RE: [PoC] Non-volatile WAL buffer

2020-10-09 Thread Deng, Gang
Hi Takashi,

There are some differences between our HW/SW configuration and test steps. I 
attached postgresql.conf I used for your reference. I would like to try 
postgresql.conf and steps you provided in the later days to see if I can find 
cause.

I also ran pgbench and postgres server on the same server but on different NUMA 
node, and ensure server process and PMEM on the same NUMA node.

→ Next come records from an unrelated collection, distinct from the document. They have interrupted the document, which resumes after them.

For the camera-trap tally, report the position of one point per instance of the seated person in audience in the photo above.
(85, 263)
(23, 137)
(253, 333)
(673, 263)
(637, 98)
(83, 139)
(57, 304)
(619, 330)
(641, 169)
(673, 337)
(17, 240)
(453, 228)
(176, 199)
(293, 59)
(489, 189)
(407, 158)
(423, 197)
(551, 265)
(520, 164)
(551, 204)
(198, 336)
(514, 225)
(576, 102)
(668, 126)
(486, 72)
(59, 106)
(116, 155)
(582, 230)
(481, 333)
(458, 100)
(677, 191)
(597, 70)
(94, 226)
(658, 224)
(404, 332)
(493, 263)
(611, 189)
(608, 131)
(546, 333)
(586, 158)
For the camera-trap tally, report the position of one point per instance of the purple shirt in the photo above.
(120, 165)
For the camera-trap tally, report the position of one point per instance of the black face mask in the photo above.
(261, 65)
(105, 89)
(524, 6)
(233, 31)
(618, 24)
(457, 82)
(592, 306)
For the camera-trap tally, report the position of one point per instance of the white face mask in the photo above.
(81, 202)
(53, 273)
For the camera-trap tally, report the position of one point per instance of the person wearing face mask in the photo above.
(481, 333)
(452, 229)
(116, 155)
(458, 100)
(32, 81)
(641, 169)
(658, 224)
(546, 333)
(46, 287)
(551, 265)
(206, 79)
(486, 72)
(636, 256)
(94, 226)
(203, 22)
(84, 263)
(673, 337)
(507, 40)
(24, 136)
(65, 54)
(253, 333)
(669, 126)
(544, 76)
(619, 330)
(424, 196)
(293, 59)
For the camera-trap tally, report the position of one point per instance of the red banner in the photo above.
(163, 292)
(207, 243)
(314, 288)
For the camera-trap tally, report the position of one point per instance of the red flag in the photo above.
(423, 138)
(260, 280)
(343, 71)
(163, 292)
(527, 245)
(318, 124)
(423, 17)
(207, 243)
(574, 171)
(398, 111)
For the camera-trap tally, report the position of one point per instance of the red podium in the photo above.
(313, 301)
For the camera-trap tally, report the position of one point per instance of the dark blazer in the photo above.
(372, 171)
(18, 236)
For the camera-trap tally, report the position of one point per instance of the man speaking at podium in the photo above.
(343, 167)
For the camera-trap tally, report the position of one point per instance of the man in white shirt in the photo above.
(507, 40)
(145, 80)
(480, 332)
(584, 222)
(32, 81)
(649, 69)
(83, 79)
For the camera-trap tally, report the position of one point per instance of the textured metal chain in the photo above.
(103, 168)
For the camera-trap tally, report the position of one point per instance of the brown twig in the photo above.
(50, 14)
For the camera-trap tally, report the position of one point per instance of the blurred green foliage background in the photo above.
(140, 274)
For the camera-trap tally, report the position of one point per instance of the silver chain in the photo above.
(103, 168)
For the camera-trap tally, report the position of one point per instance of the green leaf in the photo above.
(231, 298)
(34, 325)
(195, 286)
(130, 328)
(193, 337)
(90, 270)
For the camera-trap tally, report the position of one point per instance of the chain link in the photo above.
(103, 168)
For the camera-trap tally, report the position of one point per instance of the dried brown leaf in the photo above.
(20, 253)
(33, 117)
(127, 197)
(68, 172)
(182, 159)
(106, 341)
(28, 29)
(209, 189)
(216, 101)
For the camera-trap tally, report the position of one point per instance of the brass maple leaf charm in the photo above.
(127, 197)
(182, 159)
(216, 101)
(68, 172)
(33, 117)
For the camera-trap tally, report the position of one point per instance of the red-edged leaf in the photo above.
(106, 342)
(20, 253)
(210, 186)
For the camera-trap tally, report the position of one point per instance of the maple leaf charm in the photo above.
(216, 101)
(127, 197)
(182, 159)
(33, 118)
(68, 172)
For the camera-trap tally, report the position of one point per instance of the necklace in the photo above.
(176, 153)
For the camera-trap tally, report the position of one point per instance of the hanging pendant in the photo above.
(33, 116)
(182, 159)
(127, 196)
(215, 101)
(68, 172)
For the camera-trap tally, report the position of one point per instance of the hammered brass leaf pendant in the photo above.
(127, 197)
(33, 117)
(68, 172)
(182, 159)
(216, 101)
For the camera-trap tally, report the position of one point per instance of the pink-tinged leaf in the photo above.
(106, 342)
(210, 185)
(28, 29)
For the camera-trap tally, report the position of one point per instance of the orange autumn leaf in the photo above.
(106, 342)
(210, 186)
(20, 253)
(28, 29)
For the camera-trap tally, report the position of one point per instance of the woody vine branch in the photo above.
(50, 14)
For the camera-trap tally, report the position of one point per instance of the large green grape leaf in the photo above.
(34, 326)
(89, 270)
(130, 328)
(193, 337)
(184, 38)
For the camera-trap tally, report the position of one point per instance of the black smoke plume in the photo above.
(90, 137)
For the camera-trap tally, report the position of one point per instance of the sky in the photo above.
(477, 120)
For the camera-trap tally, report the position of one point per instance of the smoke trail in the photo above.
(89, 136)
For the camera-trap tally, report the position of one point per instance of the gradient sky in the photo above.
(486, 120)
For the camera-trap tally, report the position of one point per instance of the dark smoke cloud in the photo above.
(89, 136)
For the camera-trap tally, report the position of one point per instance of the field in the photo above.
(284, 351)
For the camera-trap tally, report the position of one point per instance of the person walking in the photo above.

I used similar 
steps are yours from step 1 to 9. But some difference in later steps, major of 
them are:

In step 10), I created a database and table for test by:
#create database:
psql -c "create database insert_bench;"
#create table:
psql -d insert_bench -c "create table test(crt_time timestamp, info text 
default 
'75feba6d5ca9ff65d09af35a67fe962a4e3fa5ef279f94df6696bee65f4529a4bbb03ae56c3b5b86c22b447fc48da894740ed1a9d518a9646b3a751a57acaca1142ccfc945b1082b40043e3f83f8b7605b5a55fcd7eb8fc1d0475c7fe465477da47d96957849327731ae76322f440d167725d2e2bbb60313150a4f69d9a8c9e86f9d79a742e7a35bf159f670e54413fb89ff81b8e5e8ab215c3ddfd00bb6aeb4');"

in step 15), I did not use pg_prewarm, but just ran pg_bench for 180 seconds to 
warm up.
In step 16), I ran pgbench using command: pgbench -M prepared -n -r -P 10 -f 
./test.sql -T 600 -c _ -j _ insert_bench. (test.sql can be found in attachment)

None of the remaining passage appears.